Film Room: What makes Jabari Smith the 'complete package' on offense
Is he a sharpshooting guard who does 6-foot-10 big man stuff or a 6-foot-10 big man who does sharpshooting guard stuff? Either way, he's a problem.
PF Jabari Smith (Jacob Taylor/Auburn Athletics)
In the fifth game of his college basketball career, Jabari Smith missed just two shots.
He hit seven — all from 2-point range — to give him 14 points in Auburn’s 62-53 win over Loyola Chicago on Thanksgiving Day. Smith was incredibly efficient against a Ramblers team that boasted one of the most feared defensive systems in the country for several years running.
Loyola didn’t have the size or the strength to match up with the 6-foot-10 freshman phenom who was called a “dark horse” for the No. 1 overall pick in the 2022 NBA Draft during the Tigers’ trip to the Bahamas.
“We rolled him down in there and we posted him up,” Bruce Pearl said after the Loyola win. “We haven’t done that a ton. But he went down there, he sat down and he took tough catches. He had a nice rhythm to his game, he scored through some contact, he was strong with the ball, he didn’t turn it over.
“And so, when you add that inside aspect to his offense along with the perimeter offense — now all of a sudden, he’s the complete package.”
Pearl was right. There’s no better way to describe Smith on offense than “the complete package.” He’s one of the tallest players on the floor every single night, yet he is comfortable handling the ball and attacking off the dribble.
Then there’s the shooting. Through eight games, the Loyola win was the only matchup in which Smith didn’t hit multiple 3-pointers. (He only attempted one, as Auburn pounded the ball inside repeatedly.)
On a team with plenty of scoring weapons, Smith is Auburn’s best shooter. His True Shooting percentage is 60.5%, which ranks tops on the Tigers and seventh in the SEC. Only Jaylin Williams and Dylan Cardwell — two primarily paint scorers who come off the bench — have better effective field goal percentages than Smith’s 55.8%.
Smith ranks third in the SEC in points per game (16.3), sixth in offensive rating (124.5), sixth in usage (27.2%), third in PER (29.5), fourth in offensive win shares (1.0), second in offensive box plus/minus (8.3) and third in overall points produced (122).

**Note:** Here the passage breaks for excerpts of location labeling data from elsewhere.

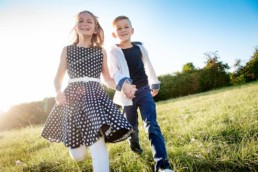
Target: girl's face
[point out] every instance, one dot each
(86, 25)
(123, 30)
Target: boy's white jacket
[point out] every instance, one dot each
(118, 70)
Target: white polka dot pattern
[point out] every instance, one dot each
(89, 109)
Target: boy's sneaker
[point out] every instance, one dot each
(136, 148)
(163, 166)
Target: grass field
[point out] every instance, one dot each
(211, 131)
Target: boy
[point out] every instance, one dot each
(129, 63)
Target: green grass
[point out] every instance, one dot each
(211, 131)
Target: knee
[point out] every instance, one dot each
(78, 154)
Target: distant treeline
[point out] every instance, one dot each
(215, 74)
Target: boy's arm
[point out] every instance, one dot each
(153, 79)
(123, 82)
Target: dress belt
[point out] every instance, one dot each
(83, 79)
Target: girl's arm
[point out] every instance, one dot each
(60, 97)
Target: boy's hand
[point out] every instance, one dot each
(60, 98)
(129, 90)
(154, 92)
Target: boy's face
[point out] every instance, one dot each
(123, 30)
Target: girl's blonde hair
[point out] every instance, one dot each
(98, 38)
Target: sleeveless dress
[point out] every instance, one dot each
(89, 112)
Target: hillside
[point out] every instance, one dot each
(211, 131)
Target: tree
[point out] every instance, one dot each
(188, 67)
(214, 74)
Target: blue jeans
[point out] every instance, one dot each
(144, 100)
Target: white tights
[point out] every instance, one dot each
(99, 155)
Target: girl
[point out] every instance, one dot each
(84, 116)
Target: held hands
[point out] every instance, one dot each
(154, 92)
(60, 98)
(129, 90)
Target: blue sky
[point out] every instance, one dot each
(175, 32)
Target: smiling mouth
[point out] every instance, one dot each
(85, 29)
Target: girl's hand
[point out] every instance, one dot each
(129, 90)
(154, 92)
(60, 98)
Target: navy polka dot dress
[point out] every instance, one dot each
(89, 112)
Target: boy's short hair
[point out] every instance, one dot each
(121, 18)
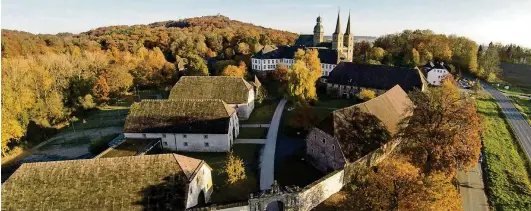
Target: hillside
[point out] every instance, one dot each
(216, 32)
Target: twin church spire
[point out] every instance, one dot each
(343, 43)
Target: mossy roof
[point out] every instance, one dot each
(201, 116)
(149, 182)
(129, 147)
(232, 90)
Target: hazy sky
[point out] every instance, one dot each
(507, 21)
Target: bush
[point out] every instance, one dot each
(99, 145)
(367, 94)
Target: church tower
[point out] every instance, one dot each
(337, 37)
(318, 32)
(348, 42)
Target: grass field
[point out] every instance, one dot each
(518, 77)
(506, 167)
(240, 191)
(107, 116)
(524, 106)
(262, 113)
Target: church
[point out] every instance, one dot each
(331, 53)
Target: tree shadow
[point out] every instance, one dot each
(169, 195)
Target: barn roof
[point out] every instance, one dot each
(375, 76)
(389, 108)
(232, 90)
(148, 182)
(210, 116)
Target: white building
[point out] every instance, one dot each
(147, 182)
(234, 91)
(191, 125)
(331, 53)
(436, 73)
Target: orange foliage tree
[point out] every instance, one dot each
(443, 134)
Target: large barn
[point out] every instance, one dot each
(347, 79)
(148, 182)
(323, 143)
(234, 91)
(192, 125)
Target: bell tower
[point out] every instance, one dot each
(318, 32)
(348, 41)
(337, 37)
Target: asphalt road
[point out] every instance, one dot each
(519, 125)
(472, 189)
(267, 161)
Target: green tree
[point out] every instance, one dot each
(302, 76)
(234, 168)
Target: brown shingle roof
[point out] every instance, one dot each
(209, 116)
(232, 90)
(389, 108)
(148, 182)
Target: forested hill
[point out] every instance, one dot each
(48, 78)
(211, 34)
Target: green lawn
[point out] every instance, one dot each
(253, 132)
(262, 113)
(524, 106)
(505, 165)
(240, 191)
(306, 173)
(101, 117)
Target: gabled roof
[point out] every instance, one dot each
(326, 56)
(203, 116)
(231, 89)
(375, 76)
(147, 182)
(389, 108)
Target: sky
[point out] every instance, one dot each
(506, 21)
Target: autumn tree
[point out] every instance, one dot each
(101, 89)
(360, 132)
(397, 185)
(489, 63)
(377, 53)
(367, 94)
(302, 76)
(234, 168)
(280, 73)
(232, 70)
(413, 58)
(443, 132)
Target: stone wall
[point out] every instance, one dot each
(324, 151)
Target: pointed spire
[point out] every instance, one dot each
(338, 25)
(348, 24)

And those numbers are coming against a schedule so far that, according to KenPom, ranks No. 2 in the SEC behind Alabama.
His ability to rebound at a high level — tops on the team and fifth in the SEC on the defensive glass — and be a versatile, disruptive defender have only increased his stock through the first few weeks of his freshman season.
But offense is where Smith is shining the brightest. As a “fourth guard” in a Pearl system that is comfortable letting power forwards make plays out on the perimeter, Smith puts up numbers normally reserved for smaller wings or guards. And he does all of the offensive stuff that 6-foot-10 players should do, too.